Every year as the year ends and the new one approaches people to sit down and start a list
of resolutions (goals)they want to set themselves to achieve in the following 12 months and commit to changing the things in their life’s that they are no longer happy with or challenging themselves to start moving towards achieving their goals.
Unfortunately, many people start with great motivation but by the second or third week of January, they are already starting to flounder. Old habits set in, and lack of motivation takes over.
The reason for this is that the goals aren’t always thought through and quite often are a reaction to something that’s happened in your life or a desire for change. Not understanding, why you actually want to achieve something or what it adds to your life, or what you lose from it are some of the reasons that we lose our way and don’t follow through on our goals.

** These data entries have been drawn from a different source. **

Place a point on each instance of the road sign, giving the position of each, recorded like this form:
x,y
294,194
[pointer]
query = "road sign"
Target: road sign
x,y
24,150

Having clear plans that you follow means you know how to achieve your aims and helps keep you on track as you know what each step on your route is, combine this with having plans to deal with obstacles on route means you stay on track and find ways to keep moving forward even when challenges arise.
Sharing your plans can also help keep you on track as once you have said it out loud and shared it with other people it adds to your commitment to achieving the desired results.
I want to share with you some tips to help you set goals and achieve them without losing your motivation and commitment to them. These tips are relevant at any time you are setting yourself targets not just at the start of the year.
1. Write down the things you want to change in your life or new challenges you want to set.
This may seem obvious but it’s surprising that most targets are set with little thought being given to what the actual desired outcome is.
2. Ask Yourself what does your goal means to you? Look at each item on your list individually and ask yourself the following question making a note of your answers.
a. What would achieving our goal mean for you?
b. What would it add to your life?
c. Why is this important to you?
d. What would achieving your goal mean for you?
e. What are the downsides of achieving your goal?
f. Are you happy to accept the negatives?
Are you doing this for you or is it just something you think you should do?
3. Do you really want to achieve the goal you have set? Based on your answers to point two evaluate whether the goal is something you really want to achieve and if the answer is no remove from your list.
4. Review your list again and assign the priority you want to give each item and the timeframe you want to achieve them by.
5. Take each item in priority order and ask yourself the following questions.
a. How will I know I have achieved my goal?
• What will I see?
• What will I hear?
• What will I feel?
• What will I know?
b. What would be the final step I would take to arrive at my goal?
c. What would be the step before that?
d. Repeat point C until you get to what would be the first thing you need to do to start on your journey to achieving your goal.
N.B. If at any point you have multiple options for your next step then make a note of the options and repeat points C and D on them until you reach your final goal. This will give you options in your action plan in case you hit any blockers on your journey.
6. Many journeys fail because we hit obstacles in our path and lose our commitment to carry on. Having options makes it easy to transfer paths.
7. Now you have your action plan review your timeline and check it still fits with the actions you need to
take, amend where necessary.
8. Tell someone you trust about your goals as they will help hold you accountable.
9. Take your first step and begin.
10. Have the list of goals somewhere visible that you will see every day.
Review your action plan weeklyand adjust for any challenges or obstacles.
Don’t be afraid you alter your timeline, remember for most goals we set ourselves it’s achieving the outcome that’s important not the date we hit the last step.
Be kind to yourself – i.e., if your goal was to form a new habit don’t let missing a day or week stop you. Recognise the times you did achieve it and remind yourself you did it so you can do it again. Remind yourself of all your responses to the questions in tip 2 and refocus and start again.